Barry Armstrong, British Red Cross disaster relief manager, said: “Over the last few months, we’ve used £1.7 million, donated by the Department for International Development (DfID), to pre-position emergency stocks in Pakistan for just such an emergency as this. The emergency goods, such as hurricane lamps, cooking stoves and tents, are currently being distributed to those in need in Sindh province.”
Loss of income
Around five million people are affected. The majority, in low-lying Sindh province, have lost everything: their homes, farmland and belongings. Many had only just begun to recover from the effects of last year’s devastating floods.
Saifal Panhyar, a farmer from Khairpur in Sindh, and his family were lucky to escape as their house collapsed when the floods engulfed his village. Now, Khairpur is under five feet of water and acres of cotton crops have been lost. Panhyar said: “Our land is our sole source of income and the crops were just ready to be harvested but the continuous rain and now the flood water has badly damaged them.”

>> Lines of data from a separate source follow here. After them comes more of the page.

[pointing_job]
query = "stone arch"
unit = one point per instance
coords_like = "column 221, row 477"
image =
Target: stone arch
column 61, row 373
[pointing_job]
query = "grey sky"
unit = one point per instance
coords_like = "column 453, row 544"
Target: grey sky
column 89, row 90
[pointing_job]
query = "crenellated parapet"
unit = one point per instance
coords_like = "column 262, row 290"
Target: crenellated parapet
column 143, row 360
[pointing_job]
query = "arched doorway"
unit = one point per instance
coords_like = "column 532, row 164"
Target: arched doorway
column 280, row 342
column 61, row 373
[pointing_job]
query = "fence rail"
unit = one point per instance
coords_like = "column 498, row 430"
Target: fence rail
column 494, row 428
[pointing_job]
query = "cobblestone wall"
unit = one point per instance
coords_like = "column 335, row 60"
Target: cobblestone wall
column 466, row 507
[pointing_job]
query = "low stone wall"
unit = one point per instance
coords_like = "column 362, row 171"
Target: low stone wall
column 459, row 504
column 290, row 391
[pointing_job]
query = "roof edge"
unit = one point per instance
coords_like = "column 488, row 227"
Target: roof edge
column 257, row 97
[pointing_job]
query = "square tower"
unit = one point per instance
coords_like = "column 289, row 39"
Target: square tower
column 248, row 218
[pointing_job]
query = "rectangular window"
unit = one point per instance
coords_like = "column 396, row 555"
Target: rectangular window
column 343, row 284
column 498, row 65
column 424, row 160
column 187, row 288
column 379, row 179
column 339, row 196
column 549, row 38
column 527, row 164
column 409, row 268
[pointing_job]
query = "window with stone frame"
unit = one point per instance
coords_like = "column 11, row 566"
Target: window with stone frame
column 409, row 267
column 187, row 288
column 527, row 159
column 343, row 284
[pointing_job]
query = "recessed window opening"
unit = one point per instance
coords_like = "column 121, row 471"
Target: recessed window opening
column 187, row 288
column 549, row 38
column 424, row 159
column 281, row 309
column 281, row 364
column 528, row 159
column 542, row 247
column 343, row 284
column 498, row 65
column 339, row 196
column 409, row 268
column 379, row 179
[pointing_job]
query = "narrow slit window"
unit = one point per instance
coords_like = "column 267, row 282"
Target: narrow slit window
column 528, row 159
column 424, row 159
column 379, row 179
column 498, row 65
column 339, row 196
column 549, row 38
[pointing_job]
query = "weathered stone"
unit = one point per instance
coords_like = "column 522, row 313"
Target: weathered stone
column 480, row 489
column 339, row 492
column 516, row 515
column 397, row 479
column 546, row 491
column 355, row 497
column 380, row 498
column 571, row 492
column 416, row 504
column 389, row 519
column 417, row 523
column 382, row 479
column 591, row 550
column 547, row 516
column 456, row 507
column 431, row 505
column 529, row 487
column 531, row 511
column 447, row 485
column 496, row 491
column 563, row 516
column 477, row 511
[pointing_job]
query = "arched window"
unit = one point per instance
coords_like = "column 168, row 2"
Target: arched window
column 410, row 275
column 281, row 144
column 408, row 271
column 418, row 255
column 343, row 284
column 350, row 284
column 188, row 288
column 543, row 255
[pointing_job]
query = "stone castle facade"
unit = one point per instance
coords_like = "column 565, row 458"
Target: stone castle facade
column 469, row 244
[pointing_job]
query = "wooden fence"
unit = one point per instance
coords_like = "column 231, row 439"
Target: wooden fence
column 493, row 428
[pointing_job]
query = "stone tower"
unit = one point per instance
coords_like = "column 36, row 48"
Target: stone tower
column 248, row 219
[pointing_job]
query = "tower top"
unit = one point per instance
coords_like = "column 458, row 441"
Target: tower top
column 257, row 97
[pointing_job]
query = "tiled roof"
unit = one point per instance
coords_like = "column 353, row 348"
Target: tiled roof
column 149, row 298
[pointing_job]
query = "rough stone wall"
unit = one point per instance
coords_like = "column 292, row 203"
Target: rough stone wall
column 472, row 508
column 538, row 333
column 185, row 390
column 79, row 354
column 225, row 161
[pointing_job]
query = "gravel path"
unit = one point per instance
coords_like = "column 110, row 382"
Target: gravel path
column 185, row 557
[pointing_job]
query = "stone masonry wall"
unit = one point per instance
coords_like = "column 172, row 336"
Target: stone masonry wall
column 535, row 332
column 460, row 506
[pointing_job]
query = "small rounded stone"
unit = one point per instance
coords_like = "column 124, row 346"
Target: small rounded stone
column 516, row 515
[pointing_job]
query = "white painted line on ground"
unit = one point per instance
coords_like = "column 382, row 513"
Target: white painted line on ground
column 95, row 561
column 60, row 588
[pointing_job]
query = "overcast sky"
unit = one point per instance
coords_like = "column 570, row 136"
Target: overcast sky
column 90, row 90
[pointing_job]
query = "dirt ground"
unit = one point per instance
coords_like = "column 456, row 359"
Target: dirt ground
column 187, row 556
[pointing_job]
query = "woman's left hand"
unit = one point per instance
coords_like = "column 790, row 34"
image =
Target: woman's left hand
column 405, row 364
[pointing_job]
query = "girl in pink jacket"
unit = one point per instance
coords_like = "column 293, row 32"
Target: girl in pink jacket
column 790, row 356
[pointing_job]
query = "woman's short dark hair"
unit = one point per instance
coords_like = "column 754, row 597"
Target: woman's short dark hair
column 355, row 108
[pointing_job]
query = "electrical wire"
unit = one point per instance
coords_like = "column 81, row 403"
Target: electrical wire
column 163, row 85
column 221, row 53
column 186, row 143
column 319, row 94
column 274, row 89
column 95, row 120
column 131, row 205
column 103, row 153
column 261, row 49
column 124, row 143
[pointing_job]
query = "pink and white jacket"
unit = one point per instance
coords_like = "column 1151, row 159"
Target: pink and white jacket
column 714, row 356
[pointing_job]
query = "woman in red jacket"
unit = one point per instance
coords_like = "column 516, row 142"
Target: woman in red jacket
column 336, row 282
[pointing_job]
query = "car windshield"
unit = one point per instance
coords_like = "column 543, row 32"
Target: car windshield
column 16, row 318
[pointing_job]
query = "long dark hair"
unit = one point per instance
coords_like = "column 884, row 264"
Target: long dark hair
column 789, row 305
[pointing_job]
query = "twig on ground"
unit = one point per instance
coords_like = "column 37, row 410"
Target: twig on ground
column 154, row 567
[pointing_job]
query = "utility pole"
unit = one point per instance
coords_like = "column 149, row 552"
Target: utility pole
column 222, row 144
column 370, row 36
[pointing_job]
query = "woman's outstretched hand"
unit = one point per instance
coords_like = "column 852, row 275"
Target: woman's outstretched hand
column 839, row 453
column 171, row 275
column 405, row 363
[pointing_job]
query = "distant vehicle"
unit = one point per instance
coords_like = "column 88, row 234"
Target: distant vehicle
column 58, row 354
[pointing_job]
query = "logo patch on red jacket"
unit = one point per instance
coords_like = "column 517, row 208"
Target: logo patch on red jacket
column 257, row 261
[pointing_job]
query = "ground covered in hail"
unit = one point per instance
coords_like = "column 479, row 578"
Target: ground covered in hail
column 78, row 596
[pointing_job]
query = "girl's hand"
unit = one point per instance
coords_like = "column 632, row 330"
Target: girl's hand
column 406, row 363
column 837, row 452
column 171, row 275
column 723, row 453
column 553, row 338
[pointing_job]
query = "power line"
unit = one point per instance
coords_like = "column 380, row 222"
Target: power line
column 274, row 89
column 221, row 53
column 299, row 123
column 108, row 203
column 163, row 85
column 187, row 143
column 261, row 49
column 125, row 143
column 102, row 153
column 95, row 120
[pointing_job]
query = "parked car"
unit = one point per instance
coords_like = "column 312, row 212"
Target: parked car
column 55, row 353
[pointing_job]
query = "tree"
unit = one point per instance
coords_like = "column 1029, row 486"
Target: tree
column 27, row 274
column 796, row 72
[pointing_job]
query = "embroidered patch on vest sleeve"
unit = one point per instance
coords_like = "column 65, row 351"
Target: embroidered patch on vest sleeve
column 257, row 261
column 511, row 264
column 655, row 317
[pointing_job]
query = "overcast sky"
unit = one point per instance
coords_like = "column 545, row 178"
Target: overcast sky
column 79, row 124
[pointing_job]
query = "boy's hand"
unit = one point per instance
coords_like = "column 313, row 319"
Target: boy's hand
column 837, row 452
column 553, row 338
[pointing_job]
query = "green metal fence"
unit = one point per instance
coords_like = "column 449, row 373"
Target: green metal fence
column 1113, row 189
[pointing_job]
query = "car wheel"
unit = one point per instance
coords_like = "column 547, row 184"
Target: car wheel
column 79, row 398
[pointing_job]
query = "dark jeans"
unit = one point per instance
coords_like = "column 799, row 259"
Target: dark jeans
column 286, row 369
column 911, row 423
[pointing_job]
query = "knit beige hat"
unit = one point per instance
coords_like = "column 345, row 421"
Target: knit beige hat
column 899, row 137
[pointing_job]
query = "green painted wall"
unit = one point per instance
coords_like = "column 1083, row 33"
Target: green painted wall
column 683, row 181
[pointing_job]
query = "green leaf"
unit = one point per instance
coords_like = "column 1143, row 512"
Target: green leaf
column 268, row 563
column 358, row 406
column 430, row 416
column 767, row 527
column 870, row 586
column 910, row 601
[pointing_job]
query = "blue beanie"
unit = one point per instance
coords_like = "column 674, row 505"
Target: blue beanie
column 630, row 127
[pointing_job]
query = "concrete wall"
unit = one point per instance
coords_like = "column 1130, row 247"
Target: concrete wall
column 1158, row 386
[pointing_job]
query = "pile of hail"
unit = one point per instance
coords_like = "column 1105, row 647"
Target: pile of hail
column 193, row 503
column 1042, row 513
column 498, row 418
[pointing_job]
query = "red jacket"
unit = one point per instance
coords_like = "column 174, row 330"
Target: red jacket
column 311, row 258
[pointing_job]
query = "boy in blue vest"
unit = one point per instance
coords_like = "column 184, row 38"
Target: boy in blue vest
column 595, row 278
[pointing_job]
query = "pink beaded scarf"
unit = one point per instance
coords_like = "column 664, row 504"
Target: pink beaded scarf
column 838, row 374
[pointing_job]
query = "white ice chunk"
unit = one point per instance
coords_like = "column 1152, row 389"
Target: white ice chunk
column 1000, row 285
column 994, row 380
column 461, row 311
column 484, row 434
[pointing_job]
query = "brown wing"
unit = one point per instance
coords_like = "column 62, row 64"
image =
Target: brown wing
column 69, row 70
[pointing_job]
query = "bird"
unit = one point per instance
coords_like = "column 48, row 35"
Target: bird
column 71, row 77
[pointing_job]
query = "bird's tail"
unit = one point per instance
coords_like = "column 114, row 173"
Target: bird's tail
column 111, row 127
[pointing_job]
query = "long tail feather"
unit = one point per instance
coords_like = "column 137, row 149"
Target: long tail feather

The International Federation of Red Cross and Red Crescent Societies will help families in Sindh over the next four months with distributions of food, shelter materials and household items, as well as providing emergency healthcare and support for water and sanitation.
Thousands of people displaced
The risk of diseases spreading is high as 300,000 people have fled to the temporary relief camps, but are living in overcrowded and unsanitary conditions. Sanitation facilities are scarce and there is a lack of safe drinking water.
Many people are already suffering from diarrhoea, acute respiratory infections and skin infections. Malaria is also an increasing risk. However, flooding has left many health units and rural health centres submerged or inaccessible.
As part of its recovery programme in the wake of the 2010 floods, the Pakistan Red Crescent Society, with support from the Federation, trained a number of staff in emergency health to increase their ability to respond to future disasters. Five of these health teams have been sent to the affected districts to provide emergency health services.
Investing in community resilience
Pete Garratt, Red Cross regional disaster management co-ordinator in south Asia, said: “The scale and severity of flooding that south Asia is currently experiencing coupled with the underlying poverty and vulnerability of this region mean that more people are simply unable to cope with the effects of such disasters.
“The numbers of people affected indicate that the preparedness and mitigation measures taken by countries have had limited reach so far – more can and must be done if we are to build community resilience to such disasters.”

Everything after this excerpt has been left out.